Over the past few months I have worked with this employee with advice from
his GP / counsellor and have tried different ways to support him. The
company has re-performed the noise survey for his working areas – which are
within expectable limits and have undergone an employee survey on the radio
service/Tannoy system. Following the employee survey a list of the most
popular stations was derived and rotated on a daily basis, the employee
responded well to this as his ‘worse’ station was not included on the
rotated list. The employee also responded well to initially desensitising
techniques and now has specialised hearing protection (they block out the
low tones of the “boom boom” music) which he can wear when needed.

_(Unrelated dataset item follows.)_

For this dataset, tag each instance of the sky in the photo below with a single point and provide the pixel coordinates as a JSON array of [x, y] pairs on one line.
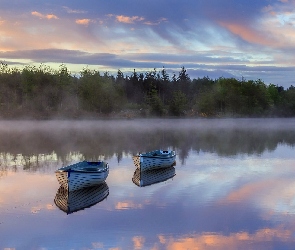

All was going well until the company realised that they cannot get all the
requested stations and so are using the next most popular station from the
survey which is this employee’s ‘nemesis station’. The employee has not
responded well to this information and has been verbally aggressive to
managers. I have been asked by HR to re-assess this employee and I really
would appreciate some advice on what to do as the company are now starting
to feel that they have “done enough”and will not turn off the radio as the
majority of employees like it.
Thanks Liz.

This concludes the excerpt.